Работа продолжалась допоздна. Больной категорически отказывался раньше других покидать стройку. Там же его слегка покормили. Разошлись, когда уже стемнело. И то бы не ушли, но освещать стройку было нечем. Об электричестве тогда и не мечтали.
Я мог бы еще очень подробно рассказывать, какие чудеса изобретательности проявляли все сельчане, чтобы быстрее завершить стройку. Причем, многие из них недоедали, ибо запасы иссякли, а новых пока не давали.
Самым тяжелым вопросом оказалась крыша. Кровельных материалов -никаких, везде течет, а тут такую большую крышу накрыть надо.
Однако поистине народная мудрость неистощима. Хорошо исследовав брошенное немцами имущество, они нашли большие куски брезента. А самое главное, мальчишки, неподалеку от центральной трассы, нашли огромный рулон затвердевшей смолы.
Примерно как Репинские бурлаки, притащили смолу к клубу. К этому времени крышу кое-как накрыли брезентом и прочим тряпьем, которое удавалось найти. Все это накрепко сшивалось прямо на крыше и прикреплялось к перекрытию. Когда смола расплавилась, люди составили живой конвейер и очень добротно заливали жидкой смолой крышу.
Для меня, маленького пацана, было поразительно, что такая каторжная работа может идти так весело и с воодушевлением. С тех пор, я на всю жизнь понял, что если идея завладевает массами, то она может творить чудеса.

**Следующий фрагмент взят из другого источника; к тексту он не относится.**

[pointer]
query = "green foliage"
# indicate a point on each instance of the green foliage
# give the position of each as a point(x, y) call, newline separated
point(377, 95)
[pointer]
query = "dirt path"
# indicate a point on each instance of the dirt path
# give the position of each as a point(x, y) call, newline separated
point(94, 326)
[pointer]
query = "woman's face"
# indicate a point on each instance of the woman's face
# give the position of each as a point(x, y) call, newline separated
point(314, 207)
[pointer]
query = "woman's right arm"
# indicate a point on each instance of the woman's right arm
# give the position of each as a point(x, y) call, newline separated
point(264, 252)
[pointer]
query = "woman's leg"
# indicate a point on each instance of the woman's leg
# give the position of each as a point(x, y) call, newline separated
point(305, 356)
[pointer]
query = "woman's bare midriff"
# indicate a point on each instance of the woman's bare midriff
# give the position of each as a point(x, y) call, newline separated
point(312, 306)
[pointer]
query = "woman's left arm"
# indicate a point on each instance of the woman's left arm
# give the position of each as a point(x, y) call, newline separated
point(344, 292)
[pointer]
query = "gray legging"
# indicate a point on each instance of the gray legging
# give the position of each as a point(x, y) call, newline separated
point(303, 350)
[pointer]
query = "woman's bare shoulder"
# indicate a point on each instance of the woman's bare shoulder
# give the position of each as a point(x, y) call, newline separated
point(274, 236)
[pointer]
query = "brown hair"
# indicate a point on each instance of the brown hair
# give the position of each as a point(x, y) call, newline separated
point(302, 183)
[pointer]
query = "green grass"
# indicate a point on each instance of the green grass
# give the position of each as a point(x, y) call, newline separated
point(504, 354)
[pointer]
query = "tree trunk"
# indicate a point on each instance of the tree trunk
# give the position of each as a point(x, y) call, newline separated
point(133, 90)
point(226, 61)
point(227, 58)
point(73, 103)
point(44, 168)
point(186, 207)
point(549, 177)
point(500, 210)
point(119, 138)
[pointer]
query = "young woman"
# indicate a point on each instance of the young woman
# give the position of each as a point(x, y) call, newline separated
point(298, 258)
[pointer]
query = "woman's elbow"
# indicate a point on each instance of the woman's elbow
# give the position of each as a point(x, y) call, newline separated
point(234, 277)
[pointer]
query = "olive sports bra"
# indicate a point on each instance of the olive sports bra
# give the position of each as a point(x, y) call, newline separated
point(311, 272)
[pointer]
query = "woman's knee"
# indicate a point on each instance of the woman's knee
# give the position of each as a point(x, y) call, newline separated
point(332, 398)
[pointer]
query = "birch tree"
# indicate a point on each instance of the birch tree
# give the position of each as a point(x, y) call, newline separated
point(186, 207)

Прошло еще несколько дней, здание было восстановлено, побелено, вокруг него все убрано, и даже трава высажена. На фоне всеобщего погрома, клуб смотрелся, как посланец с другой планеты.
Не знаю, каким образом Тоня смогла договориться с районом, но в первый же выходной в колхоз приехала единственная в районе кинопередвижка. Председатель решил, что вход бесплатный, и в тот день все, кто могли ходить, пришли в кино.
В последующем передвижка приезжала еженедельно.
Фильм был какой-то веселый, и нам, мальчишкам, было не совсем понятно, почему большинство женщин плачет. Прошли годы, и мы хорошо поняли, почему люди, в течение многих лет лишенные всего человеческого, так реагируют на одну из форм возврата к нормальной жизни.
На этом фоне я уже не считаю целесообразным подробно рассказывать, что к началу учебного года все же создали классную комнату, очень скромную
комнату для жилья учителя, достроили колхозную контору, и самое главное,
 там же выкроили место и для «Красного уголка». Его председатель великодушно подарил комсомольцам.
Это помещение стало обителью Тони, и местом для культурного общения жителей, сюда поступали газеты, другие новости. Когда в газете стал печататься роман Фадеева «Краснодонцы», Тоня ежевечерне читала его вслух. Комната всегда была переполнена. Приходили все, кто хотел.
Наступила зима. Разумеется, первой проблемой стало отопление. Дров, или угля - не было и в помине. Рядом, в 2-3-х км., находилось полуразрушенное село, жителей которого выселили. Каждый добывал там что мог, и на санках увозил добычу.
Хуже обстояло дело с кормлением общественного скота. В колхозе каким- то образом сумели сохранить 30-35 коров, несколько лошадей. А сена, из-за отсутствия транспорта, к скотному двору подвезли мало. Оно, в основном, оставалось в копнах, или скирдах. В поле зима выдалась лютая. Помню, была страшная пурга. Пришел председатель и сказал, что он прямо со скотного двора. Скот второй день не кормлен, коровы ревут по-страшному. Лошади на ногах не стоят. Если их срочо не накормить - начнется падеж.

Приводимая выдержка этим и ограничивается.